Efficient oxidation attenuates porewater‐derived methane fluxes in mangrove waters

Abstract

AbstractMangroves store significant amounts of carbon in both sediment and water. Methane (CH4) is often produced in anoxic, organic‐rich sediments during carbon degradation and released to overlying waters via porewater exchange. Yet, a portion of CH4 can be oxidized to CO2 before emission. Here, we investigate whether CH4 oxidation impacts its emissions using high‐temporal resolution CH4 concentration and stable isotope (δ13C‐CH4) observations collected over 14 tidal cycles in 2 Brazilian mangrove creeks with no river inputs. We found higher CH4 concentrations (~ 150 nM) more depleted in 13C (−75‰) during low tide than high tide at both creeks.

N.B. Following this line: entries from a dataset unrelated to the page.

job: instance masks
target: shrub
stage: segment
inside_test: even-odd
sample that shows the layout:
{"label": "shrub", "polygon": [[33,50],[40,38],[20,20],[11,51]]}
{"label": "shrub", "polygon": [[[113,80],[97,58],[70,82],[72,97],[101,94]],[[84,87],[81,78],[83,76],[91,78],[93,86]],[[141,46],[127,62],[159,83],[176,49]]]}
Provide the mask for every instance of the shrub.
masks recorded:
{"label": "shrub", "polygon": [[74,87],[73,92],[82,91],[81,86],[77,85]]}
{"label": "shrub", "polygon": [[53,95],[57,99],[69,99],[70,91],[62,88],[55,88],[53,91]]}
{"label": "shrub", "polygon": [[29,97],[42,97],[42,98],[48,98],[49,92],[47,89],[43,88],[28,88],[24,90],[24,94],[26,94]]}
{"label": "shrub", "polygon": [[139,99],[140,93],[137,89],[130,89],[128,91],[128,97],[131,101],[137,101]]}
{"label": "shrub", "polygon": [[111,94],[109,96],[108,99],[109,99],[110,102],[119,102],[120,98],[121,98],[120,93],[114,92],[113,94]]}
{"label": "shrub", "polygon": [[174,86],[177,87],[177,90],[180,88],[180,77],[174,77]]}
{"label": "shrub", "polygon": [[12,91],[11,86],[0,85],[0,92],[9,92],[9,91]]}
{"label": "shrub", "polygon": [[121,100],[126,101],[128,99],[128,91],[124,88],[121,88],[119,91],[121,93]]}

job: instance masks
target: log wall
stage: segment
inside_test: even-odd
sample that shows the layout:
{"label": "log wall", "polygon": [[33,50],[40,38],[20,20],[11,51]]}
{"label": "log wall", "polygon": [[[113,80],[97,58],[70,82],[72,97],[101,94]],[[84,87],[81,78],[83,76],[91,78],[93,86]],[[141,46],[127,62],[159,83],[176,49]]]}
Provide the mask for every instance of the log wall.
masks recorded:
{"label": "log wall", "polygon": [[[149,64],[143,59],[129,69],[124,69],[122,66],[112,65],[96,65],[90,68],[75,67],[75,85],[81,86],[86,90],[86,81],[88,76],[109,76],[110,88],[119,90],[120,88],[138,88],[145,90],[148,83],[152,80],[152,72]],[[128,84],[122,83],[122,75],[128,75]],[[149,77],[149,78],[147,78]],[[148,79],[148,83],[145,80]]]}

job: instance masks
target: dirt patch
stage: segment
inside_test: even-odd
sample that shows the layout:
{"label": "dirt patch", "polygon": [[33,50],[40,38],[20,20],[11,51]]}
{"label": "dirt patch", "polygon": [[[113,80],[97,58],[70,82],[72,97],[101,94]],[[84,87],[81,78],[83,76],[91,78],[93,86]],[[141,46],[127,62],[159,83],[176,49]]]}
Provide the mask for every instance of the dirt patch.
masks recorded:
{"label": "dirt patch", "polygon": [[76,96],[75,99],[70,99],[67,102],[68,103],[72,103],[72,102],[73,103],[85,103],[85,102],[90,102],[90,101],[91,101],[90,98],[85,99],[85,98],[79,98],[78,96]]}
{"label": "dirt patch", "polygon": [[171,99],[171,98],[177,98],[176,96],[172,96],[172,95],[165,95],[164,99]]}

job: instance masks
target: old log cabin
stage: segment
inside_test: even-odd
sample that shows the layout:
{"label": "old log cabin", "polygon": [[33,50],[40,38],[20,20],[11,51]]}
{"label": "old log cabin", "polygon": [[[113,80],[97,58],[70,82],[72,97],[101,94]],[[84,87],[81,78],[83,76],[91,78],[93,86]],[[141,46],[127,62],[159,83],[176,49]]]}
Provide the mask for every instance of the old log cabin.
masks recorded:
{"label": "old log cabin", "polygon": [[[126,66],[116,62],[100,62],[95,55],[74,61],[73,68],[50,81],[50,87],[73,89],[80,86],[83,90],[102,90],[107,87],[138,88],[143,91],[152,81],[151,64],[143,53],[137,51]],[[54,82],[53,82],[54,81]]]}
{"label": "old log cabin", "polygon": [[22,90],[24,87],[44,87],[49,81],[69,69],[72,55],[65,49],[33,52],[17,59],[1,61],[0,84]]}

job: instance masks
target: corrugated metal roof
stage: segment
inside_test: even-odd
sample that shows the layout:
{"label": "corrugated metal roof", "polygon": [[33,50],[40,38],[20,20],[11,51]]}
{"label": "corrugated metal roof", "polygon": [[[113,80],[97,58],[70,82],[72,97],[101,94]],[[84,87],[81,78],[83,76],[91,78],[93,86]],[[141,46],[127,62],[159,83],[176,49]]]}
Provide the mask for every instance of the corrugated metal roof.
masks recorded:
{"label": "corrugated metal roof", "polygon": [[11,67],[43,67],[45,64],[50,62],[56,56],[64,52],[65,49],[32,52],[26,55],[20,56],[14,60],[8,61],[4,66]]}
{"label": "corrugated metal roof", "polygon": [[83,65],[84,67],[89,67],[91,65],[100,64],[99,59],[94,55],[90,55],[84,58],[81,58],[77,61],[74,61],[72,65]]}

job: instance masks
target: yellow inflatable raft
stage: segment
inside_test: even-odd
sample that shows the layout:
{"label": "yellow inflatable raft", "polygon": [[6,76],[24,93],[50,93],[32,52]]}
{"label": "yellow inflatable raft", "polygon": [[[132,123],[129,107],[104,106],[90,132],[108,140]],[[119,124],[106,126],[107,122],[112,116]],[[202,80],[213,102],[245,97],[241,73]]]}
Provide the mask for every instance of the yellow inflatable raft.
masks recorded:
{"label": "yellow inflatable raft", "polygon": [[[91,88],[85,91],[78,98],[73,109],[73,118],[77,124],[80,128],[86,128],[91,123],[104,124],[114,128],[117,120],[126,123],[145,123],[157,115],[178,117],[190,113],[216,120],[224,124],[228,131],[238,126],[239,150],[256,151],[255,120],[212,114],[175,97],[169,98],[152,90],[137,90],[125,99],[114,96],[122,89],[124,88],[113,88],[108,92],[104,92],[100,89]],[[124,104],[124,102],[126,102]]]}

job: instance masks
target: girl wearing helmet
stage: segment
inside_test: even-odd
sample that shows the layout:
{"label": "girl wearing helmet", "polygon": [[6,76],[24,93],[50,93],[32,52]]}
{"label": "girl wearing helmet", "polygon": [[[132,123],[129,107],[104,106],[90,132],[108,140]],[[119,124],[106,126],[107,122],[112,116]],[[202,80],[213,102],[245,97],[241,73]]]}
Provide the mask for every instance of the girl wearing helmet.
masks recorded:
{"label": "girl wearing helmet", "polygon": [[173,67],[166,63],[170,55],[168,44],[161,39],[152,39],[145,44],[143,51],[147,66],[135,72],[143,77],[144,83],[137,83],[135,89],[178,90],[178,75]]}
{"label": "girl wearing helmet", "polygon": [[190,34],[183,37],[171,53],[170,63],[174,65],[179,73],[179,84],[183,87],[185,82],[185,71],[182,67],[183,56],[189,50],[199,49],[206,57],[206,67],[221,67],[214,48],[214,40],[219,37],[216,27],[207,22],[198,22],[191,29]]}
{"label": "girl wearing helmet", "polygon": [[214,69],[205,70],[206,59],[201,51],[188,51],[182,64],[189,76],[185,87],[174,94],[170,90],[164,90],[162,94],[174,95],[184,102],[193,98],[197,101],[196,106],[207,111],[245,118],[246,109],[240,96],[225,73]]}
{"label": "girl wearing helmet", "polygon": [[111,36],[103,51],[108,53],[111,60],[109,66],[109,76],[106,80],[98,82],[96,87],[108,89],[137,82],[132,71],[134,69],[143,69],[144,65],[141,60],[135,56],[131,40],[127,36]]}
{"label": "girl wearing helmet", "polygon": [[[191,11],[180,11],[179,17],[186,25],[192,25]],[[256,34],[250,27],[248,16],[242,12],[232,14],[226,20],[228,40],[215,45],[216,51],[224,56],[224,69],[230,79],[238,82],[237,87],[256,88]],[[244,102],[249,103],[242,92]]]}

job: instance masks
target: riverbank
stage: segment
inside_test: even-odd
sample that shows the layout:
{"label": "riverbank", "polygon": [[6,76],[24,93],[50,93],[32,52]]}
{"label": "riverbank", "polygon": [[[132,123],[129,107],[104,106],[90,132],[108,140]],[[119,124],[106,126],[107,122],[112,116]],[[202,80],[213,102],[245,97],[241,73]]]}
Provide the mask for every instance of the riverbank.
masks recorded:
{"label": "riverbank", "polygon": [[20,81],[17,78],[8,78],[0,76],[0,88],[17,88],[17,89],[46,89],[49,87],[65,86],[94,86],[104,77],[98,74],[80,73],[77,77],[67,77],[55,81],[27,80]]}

Similar δ13C‐CH4 values between low tide surface waters and porewaters further suggest tidally driven porewater exchange as the main source of CH4. More 13C‐enriched CH4 in surface waters and surface sediments than deep sediments indicate partial CH4 oxidation prior to exchange with the atmosphere. A stable isotope mass balance revealed that 17–58% of CH4 was oxidized at rates of 3–25 μmol m−2 d−1 in the water column of tidal creeks. A larger portion of deep porewater CH4 (45–61%) was oxidized in sediments prior to porewater exchange with surface creek waters. The two mangrove creeks had average water–air CH4 fluxes of 51–109 μmol m−2 d−1 over spring‐neap tidal cycles. These aquatic CH4 emissions offset only < 3% of the mangroves' soil carbon sequestration. Overall, CH4 oxidation in both surface water and sediment attenuated CH4 emissions to the atmosphere.